Hub uses a memory cache to ensure fast data storage and retrieval. This cache is automatically flushed to the storage whenever it gets full. Every time you are done making changes to the dataset, you should make a call to commit to ensure that the data is properly flushed. In case you don’t want to create a new commit at the moment, save or flush can be used to save the dataset state so you can continue from where you left off next time.

ds = hub.Dataset("path/to/dataset")
for i in range(10):
    ds["img", i] = i * np.ones((100, 100, 3))

ds.commit("modifications made") # creates a new commit

# OR just save without creating a new commit
ds.flush() # same as ds.save()

API

hub.api.dataset.Dataset.commit(self, message: str = '')str
Saves the current state of the dataset and returns the commit id.

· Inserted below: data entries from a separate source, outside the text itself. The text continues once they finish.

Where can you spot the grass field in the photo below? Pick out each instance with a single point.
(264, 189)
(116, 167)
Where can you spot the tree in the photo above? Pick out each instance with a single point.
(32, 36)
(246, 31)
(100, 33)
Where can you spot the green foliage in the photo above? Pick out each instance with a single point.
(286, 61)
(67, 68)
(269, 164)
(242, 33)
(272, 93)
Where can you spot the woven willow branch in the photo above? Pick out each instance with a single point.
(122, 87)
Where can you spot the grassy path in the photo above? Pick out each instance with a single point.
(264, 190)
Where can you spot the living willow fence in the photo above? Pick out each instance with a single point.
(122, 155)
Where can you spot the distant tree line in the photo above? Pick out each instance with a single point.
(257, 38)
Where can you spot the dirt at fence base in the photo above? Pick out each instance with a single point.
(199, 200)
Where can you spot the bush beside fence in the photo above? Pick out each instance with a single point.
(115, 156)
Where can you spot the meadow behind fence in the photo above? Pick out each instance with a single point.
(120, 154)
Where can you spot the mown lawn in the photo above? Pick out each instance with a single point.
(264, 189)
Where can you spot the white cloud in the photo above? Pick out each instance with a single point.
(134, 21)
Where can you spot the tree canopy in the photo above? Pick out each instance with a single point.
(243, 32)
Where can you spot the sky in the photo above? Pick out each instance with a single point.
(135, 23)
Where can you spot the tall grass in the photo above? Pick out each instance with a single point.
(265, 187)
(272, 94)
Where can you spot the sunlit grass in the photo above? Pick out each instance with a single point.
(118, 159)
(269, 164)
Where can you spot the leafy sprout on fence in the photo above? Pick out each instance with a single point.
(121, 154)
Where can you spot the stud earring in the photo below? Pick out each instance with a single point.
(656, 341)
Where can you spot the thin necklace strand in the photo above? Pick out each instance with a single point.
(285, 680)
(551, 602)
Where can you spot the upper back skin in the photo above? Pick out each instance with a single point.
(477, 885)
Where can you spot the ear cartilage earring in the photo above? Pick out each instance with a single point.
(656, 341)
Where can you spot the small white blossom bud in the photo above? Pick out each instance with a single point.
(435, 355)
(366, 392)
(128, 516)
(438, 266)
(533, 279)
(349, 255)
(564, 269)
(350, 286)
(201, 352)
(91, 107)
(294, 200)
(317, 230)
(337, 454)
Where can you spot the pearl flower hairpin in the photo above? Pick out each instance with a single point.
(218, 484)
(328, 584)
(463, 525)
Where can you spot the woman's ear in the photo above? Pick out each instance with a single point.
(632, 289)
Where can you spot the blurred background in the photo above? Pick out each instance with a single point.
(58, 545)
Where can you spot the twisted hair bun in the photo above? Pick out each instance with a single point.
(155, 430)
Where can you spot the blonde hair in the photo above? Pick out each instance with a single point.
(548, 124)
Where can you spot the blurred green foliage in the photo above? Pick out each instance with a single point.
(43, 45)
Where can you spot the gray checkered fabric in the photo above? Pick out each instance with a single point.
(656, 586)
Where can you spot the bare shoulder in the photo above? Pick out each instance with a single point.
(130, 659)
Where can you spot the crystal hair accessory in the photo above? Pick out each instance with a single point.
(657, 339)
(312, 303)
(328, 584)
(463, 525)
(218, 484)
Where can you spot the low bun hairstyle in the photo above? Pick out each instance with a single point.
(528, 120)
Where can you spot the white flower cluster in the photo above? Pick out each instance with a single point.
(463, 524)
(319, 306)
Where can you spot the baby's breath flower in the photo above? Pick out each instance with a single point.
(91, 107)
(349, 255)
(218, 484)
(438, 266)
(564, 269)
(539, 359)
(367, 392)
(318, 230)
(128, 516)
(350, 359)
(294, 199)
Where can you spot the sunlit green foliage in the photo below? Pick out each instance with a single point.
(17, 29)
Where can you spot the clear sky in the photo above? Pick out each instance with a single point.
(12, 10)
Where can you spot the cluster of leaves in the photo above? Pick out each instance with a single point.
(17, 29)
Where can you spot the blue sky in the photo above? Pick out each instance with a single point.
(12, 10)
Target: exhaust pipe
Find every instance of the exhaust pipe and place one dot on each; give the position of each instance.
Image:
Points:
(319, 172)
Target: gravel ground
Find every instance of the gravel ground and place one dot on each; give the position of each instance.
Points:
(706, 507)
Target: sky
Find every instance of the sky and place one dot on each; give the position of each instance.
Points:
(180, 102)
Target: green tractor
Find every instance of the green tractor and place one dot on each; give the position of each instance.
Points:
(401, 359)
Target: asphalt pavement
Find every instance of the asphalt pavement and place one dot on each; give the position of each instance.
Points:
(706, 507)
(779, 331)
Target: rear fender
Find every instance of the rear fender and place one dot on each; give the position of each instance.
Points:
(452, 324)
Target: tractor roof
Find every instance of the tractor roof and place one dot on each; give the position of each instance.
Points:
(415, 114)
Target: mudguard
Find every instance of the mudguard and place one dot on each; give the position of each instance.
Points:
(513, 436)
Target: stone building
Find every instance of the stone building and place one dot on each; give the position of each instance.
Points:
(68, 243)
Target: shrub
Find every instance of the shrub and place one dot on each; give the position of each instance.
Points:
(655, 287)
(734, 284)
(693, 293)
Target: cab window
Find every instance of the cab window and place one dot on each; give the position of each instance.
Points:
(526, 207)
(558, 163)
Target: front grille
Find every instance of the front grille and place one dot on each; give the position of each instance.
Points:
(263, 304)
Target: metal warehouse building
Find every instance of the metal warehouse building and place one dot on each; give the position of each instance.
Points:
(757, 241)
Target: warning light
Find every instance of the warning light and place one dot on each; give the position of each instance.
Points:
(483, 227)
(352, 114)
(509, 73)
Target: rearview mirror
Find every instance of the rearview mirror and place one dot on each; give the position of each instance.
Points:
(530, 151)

Checks out automatically to an auto branch if the current commit is not the head of the branch

Only saves the dataset without any version control information if the dataset was created before Hub v1.3.0

Parameters

message (str, optional) – The commit message to store along with the commit

hub.api.dataset.Dataset.checkout(self, address: str, create: bool = False)str
Changes the state of the dataset to the address mentioned. Creates a new branch if address isn’t a commit id or branch name and create is True.

Always checks out to the head of a branch if the address specified is a branch name.

Returns the commit id of the commit that has been switched to.

Only works if dataset was created on or after Hub v1.3.0

Parameters
  • address (str) – The branch name or commit id to checkout to

  • create (bool, optional) – Specifying create as True creates a new branch from the current commit if the address isn’t an existing branch name or commit id

hub.api.dataset.Dataset.log(self)
Prints the commits in the commit tree before the current commit

Only works if dataset was created on or after Hub v1.3.0

hub.api.dataset.Dataset.branches()

Gets a list all the branches of the dataset

hub.api.dataset.Dataset.save(self)

Save changes from cache to dataset final storage. Doesn’t create a new commit. Does not invalidate this object.

hub.api.dataset.Dataset.flush(self)

Save changes from cache to dataset final storage. Doesn’t create a new commit. Does not invalidate this object.